Re: Question on Explain : Index Scan

Lists: pgsql-general
From: DM <dm(dot)aeqa(at)gmail(dot)com>
To: pgsql-general(at)postgresql(dot)org
Subject: Question on Explain : Index Scan
Date: 2010-10-21 01:47:30
Message-ID: AANLkTimxr7YnvfWcTgALca3TwEmQhOT2sDiMw7JXSOZ0@mail.gmail.com
Views: Raw Message | Whole Thread | Download mbox | Resend email
Lists: pgsql-general

Question on Index scan:
--------------------------------------------------------------------------->
test=# \d test_seqindex1
Table "public.test_seqindex1"
Column | Type | Modifiers
--------+-----------------------+-----------
sid | character varying(13) | not null
name | character varying(80) |
Indexes:
"test_seqindex1_pkey" PRIMARY KEY, btree (sid)

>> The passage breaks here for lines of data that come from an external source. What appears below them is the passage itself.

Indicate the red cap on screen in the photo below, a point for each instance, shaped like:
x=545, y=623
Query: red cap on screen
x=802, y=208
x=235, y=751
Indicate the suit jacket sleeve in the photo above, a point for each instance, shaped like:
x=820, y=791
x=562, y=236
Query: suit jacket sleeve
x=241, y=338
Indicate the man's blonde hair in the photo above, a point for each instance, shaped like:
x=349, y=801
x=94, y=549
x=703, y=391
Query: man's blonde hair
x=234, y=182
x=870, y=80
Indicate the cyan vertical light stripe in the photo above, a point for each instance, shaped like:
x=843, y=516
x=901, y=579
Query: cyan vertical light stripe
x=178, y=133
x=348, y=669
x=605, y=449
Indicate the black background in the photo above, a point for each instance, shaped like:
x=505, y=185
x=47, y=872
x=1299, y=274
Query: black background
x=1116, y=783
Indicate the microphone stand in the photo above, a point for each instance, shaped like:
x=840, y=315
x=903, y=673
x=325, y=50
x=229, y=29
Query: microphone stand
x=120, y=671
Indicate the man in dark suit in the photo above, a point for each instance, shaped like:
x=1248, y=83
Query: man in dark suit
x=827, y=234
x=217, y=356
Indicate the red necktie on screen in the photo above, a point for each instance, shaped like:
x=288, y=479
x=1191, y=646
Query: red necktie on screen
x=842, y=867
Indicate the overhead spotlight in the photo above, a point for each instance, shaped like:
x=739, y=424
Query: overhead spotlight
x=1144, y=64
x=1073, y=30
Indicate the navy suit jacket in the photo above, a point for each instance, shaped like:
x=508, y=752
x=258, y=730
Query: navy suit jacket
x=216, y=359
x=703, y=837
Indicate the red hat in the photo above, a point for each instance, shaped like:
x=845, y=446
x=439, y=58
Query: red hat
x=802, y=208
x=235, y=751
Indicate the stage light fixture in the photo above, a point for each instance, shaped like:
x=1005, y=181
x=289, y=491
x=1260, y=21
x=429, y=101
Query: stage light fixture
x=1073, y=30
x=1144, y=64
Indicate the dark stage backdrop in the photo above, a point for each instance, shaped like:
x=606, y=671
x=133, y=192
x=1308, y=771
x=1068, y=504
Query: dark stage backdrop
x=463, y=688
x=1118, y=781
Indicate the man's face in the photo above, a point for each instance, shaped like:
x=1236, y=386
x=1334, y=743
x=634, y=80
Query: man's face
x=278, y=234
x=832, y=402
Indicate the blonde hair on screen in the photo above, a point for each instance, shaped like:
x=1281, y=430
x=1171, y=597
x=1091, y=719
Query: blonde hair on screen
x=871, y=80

test=# explain select * from test_seqindex1 where sid='AA023';
QUERY
PLAN
-------------------------------------------------------------------------------------------
Index Scan using test_seqindex1_pkey on test_seqindex1 (cost=0.00..8.27
rows=1 width=28)
Index Cond: ((sid)::text = 'AA023'::text)

test=# \d test_seqindex2
Table "public.test_seqindex2"
Column | Type | Modifiers
--------+-----------------------+-----------
eid | integer | not null
sid | character varying(13) |
ename | character varying(80) |
Indexes:
"test_seqindex2_pkey" PRIMARY KEY, btree (eid)
"idx_test_seqindex2_sid" btree (sid)

test=# explain select * from test_seqindex2 where sid='AA023';
QUERY
PLAN
--------------------------------------------------------------------------------------
Bitmap Heap Scan on test_seqindex2 (cost=4.95..275.53 rows=73 width=30)
Recheck Cond: ((sid)::text = 'AA023'::text)
-> Bitmap Index Scan on idx_test_seqindex2_sid (cost=0.00..4.93 rows=73
width=0)
Index Cond: ((sid)::text = 'AA023'::text)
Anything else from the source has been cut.